Lesson from a Firefighter, Part 5 – Energy used and abused

As each year passed and the family became a little more divided, I witnessed a great loss of tradition.

At my first Sundance, all family members worked in unison, as I had witnessed at the Yuwipi Ceremonies, to get the details that had been passed down to them. Each successive Sundance, since Godfrey couldn’t make it and took Unci with him, and then Phillip died in a car accident, seemed to have missed many of the details I once thought essential. Without many guiding voices in the role I was asked to play, I found myself learning to focus my intention on others, open my heart, and invite the Spirit of Woptura to be present, even if I didn’t have the words and had lost many of the details of Sundance itself.

Spirit never stopped appearing at Sundance. It never stopped affecting people. Regardless of lost traditions and niceties. The miracles never stopped. An individual came to dance with infected abscesses on his feet. His foot was turning black, bordering on gangrene. I lobbied long and hard for him to go to the hospital in Rapid City. He ignored me. He prayed hard and was able to walk until Arbor Day, and then completed the Dance, during which time his foot was completely healed. I’m talking no scars!

Something was happening there that seemed to go beyond words, songs, the practical details of rituals; as if just knowing the essence of the Spirit he was calling to was enough. It wasn’t that particular Sundance that cured him, it was his intention to dance “so that people live,” strengthened by the intention of others around him for the same.

Not long after my last Sundance at Pine Ridge, and shortly after Unci blessed my Cannunpa, a pipe that had taken me a year to make as directed, I began holding prayer circles. I was full of myself. Struck by my own knowledge, there was an element that I soon had to accept as living within me.

I wanted the people involved with me to know and experience how adept I was with what the family taught me. I came to recognize that my intention was aimed at making myself look good. I began by using some Lakota prayers that I had learned at the Yuwipi Ceremony. In one of them I called inktomi (Ick-tomi), the Spider. Big mistake!

What followed were four days of what some would call psychokinetic phenomena: objects around me were breaking spontaneously, I was experiencing raindrops in sealed rooms, fire alarms were going off all around me for no reason, a computer even started spewing messages on its screen that were utterly disturbing specific to the people I was with; stingy stingy phrases pulled from some deeply buried memory banks that had supposedly been erased by the previous owner. And those were just the external phenomena!

At the same time, he was completely drunk with a sense of power. But the cost was astronomical. I felt an uncomfortable presence around me, sometimes trying to get in me and stay I literally felt harassed by the Spirits, as if the emotions of specific personalities were going to run through me. I would suddenly collapse with abject fear, hilarious laughter, or desperate tears, knowing full well that it had nothing to do with what I myself was experiencing at the time.

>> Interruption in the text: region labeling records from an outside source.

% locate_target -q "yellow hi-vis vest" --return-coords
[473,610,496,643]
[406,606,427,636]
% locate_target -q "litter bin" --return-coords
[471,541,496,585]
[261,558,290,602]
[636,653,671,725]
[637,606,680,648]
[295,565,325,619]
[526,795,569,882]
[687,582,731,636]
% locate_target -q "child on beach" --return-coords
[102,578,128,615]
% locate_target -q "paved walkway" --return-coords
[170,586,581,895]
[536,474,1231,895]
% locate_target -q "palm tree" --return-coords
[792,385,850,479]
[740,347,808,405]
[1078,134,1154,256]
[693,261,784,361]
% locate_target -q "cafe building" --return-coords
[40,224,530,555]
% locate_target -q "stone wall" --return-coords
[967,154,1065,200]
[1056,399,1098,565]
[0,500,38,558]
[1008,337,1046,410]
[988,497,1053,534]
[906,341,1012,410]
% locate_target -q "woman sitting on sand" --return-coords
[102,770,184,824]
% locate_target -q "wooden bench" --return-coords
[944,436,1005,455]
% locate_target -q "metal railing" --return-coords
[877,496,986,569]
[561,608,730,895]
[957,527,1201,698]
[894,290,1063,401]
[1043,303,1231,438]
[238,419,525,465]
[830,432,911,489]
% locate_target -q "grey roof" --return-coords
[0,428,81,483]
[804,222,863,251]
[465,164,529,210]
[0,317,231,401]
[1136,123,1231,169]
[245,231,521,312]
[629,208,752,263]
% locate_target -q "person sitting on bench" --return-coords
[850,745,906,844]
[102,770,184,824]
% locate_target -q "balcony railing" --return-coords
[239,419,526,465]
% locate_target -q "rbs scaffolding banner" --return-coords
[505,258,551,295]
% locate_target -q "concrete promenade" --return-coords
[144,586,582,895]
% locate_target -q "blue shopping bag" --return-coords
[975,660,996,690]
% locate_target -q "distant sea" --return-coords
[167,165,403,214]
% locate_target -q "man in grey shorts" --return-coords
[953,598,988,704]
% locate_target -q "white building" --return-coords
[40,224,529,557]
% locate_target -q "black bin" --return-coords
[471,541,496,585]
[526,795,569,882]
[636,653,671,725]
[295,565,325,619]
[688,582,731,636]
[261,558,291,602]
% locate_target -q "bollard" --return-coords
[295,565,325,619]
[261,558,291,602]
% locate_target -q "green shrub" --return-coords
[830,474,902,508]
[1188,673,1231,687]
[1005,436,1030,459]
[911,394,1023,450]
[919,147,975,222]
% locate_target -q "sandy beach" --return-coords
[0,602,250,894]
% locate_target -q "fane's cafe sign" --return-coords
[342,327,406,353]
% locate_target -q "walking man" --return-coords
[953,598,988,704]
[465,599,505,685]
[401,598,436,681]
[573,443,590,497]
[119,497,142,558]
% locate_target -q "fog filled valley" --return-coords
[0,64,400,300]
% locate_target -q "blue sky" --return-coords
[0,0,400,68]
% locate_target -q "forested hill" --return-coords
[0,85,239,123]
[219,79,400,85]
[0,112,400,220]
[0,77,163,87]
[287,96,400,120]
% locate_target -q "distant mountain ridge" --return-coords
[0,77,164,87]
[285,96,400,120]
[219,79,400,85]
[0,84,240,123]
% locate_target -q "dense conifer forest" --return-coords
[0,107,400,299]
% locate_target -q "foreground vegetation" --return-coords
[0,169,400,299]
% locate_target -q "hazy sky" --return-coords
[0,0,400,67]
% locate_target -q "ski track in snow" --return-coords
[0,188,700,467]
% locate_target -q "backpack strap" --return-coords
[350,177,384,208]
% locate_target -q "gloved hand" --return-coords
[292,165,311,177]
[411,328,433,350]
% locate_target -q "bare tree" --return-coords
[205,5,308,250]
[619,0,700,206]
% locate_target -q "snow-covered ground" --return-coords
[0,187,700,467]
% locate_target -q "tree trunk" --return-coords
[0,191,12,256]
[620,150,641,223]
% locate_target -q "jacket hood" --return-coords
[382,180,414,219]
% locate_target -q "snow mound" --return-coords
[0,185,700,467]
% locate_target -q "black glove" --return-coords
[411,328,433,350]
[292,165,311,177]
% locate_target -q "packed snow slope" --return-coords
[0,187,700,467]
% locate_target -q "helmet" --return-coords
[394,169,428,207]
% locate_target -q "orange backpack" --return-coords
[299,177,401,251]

He had crossed into a bloodline of spirits that he really knew. nothing about. My world had gone crazy. Nothing I had ever experienced in my life was remotely like this. To be honest, he didn’t even believe that such things happen.

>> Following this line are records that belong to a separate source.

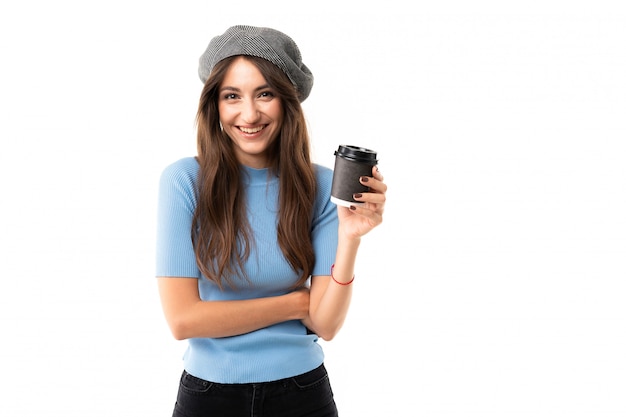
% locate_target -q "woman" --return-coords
[157,26,387,417]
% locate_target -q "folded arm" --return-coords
[158,277,309,340]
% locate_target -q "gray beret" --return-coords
[198,25,313,102]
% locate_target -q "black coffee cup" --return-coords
[330,145,378,207]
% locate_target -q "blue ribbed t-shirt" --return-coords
[156,157,338,383]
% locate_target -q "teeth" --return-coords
[239,126,263,133]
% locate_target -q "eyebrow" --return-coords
[220,84,271,93]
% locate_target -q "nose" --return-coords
[241,100,261,124]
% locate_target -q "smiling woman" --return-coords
[218,57,287,168]
[156,26,387,417]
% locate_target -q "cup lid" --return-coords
[335,145,378,164]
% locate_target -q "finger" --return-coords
[372,165,385,181]
[350,205,383,226]
[359,176,387,194]
[352,193,387,205]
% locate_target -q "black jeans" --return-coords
[173,365,338,417]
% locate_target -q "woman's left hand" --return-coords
[337,166,387,238]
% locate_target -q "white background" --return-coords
[0,0,626,417]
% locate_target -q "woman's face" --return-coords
[218,57,282,168]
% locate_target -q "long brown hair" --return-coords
[191,56,316,288]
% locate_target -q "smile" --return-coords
[239,126,265,133]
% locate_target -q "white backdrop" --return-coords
[0,0,626,417]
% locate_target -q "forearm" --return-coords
[159,278,309,340]
[305,235,360,340]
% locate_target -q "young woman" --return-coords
[157,26,387,417]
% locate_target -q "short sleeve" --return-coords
[156,158,200,278]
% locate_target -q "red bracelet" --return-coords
[330,264,354,285]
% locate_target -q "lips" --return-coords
[239,126,265,134]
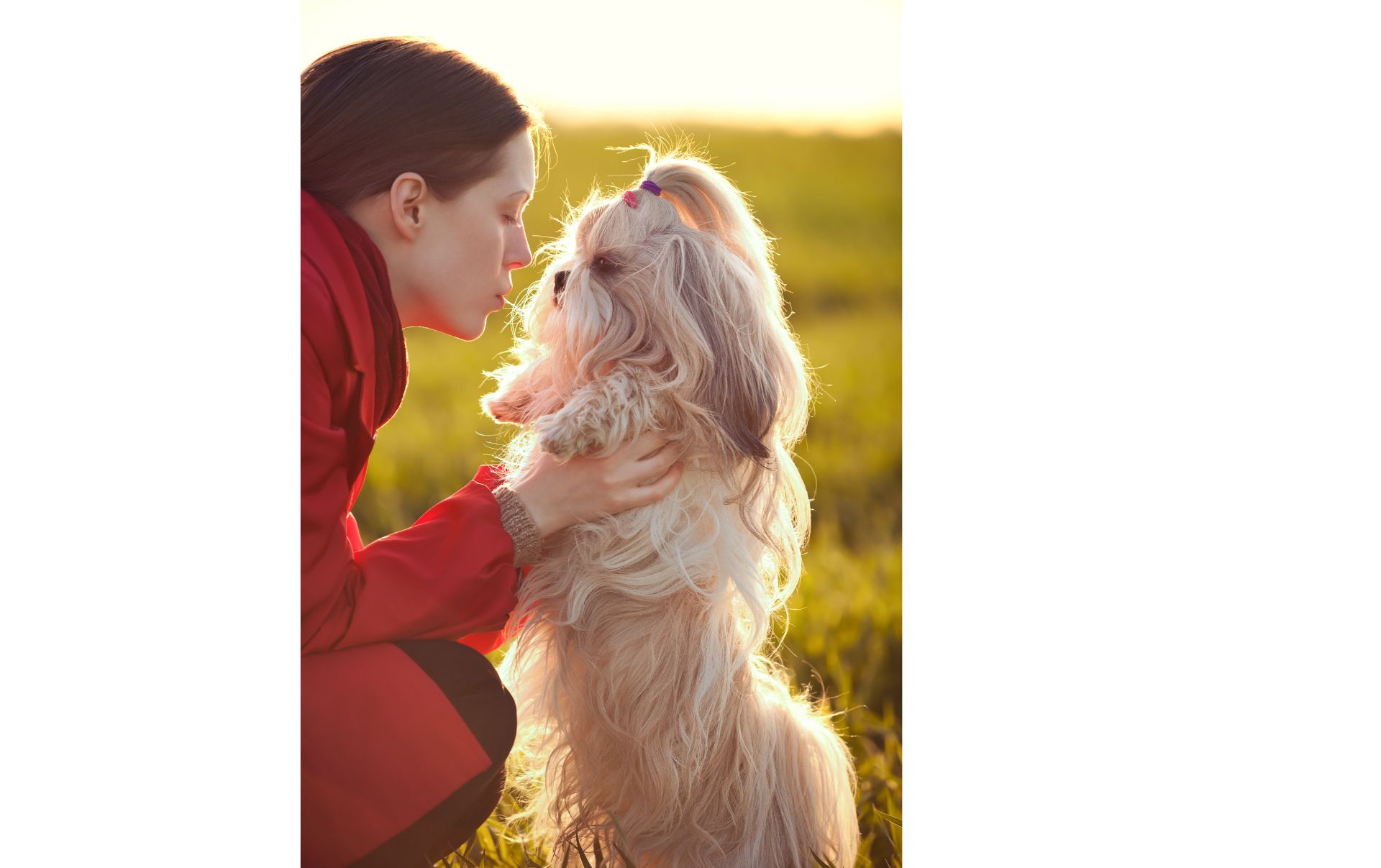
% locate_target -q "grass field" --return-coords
[355,127,902,865]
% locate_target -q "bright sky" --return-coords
[301,0,902,131]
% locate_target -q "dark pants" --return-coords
[302,639,516,868]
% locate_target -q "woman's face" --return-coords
[386,131,536,341]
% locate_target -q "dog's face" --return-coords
[509,191,800,464]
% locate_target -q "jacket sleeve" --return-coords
[302,335,518,654]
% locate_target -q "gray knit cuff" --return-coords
[494,485,542,567]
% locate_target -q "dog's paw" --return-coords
[533,413,603,460]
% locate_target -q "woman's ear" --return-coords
[388,171,434,242]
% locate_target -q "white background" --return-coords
[0,0,1381,868]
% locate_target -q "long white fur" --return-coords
[485,153,857,868]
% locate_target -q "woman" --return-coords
[301,39,681,867]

I contacted the family, now back in Pine Ridge, and they told me that Inktomi could only be called by an experienced Wicasa Wakan (wi-cha-sha wa-con), Holy Man, because his medicine is so strong and unruly that only a person so trained and pure could handle it. It is Inktomi who is invoked during the Yuwipi Ceremonies. He was way in over my head.

My only recourse was to go back to the Cannunpa, even though I was scared to death. I prayed with him that he would help me undo what he had done. I did it with more humility than I had ever approached anything in my life. More than anything, he was afraid that the people he had done the ceremony with had been harmed. He had no idea what he had unleashed and on whom.

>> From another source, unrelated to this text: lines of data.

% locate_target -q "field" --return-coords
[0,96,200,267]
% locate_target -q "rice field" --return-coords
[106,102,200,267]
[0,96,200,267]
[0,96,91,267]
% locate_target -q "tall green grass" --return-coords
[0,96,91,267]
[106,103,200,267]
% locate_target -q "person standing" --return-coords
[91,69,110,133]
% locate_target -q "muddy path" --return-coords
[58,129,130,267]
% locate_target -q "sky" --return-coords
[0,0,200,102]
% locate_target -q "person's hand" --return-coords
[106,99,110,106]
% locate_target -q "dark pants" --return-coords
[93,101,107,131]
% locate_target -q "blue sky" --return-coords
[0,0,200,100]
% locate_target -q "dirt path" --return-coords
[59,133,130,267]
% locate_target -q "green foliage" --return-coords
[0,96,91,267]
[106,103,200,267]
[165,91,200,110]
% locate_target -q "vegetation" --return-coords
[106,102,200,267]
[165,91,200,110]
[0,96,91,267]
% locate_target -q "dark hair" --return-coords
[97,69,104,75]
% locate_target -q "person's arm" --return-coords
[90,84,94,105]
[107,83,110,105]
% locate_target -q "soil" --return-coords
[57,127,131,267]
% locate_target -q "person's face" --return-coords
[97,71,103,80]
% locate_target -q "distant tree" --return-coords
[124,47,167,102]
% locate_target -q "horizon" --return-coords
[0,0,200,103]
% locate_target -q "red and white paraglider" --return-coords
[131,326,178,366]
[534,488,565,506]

In the final analysis, I took the amazing gifts the family casually offered me. For every action there is a reaction, and this white man had taken what was not his out of the context of his caretakers and tried to do with it what they do with it. No, it just doesn’t work that way, and the balance is struck within the context of the traditions being violated, NOT in terms or experiences that make sense to the trespasser.

After four days of paralysis, the phenomena stopped. I realized that even apart from what I knew, apart from what I understood; there was a different Spirit than the one I called and it manifested itself in ways I could never have imagined. He had done things a certain way and certain things had happened!

What I had also done was abuse my intention within the context of a Sacred Ceremony. I put my Cannunpa down for years, only picking it up again when I was willing to stake everything I am and everything I own to use it for others, not myself.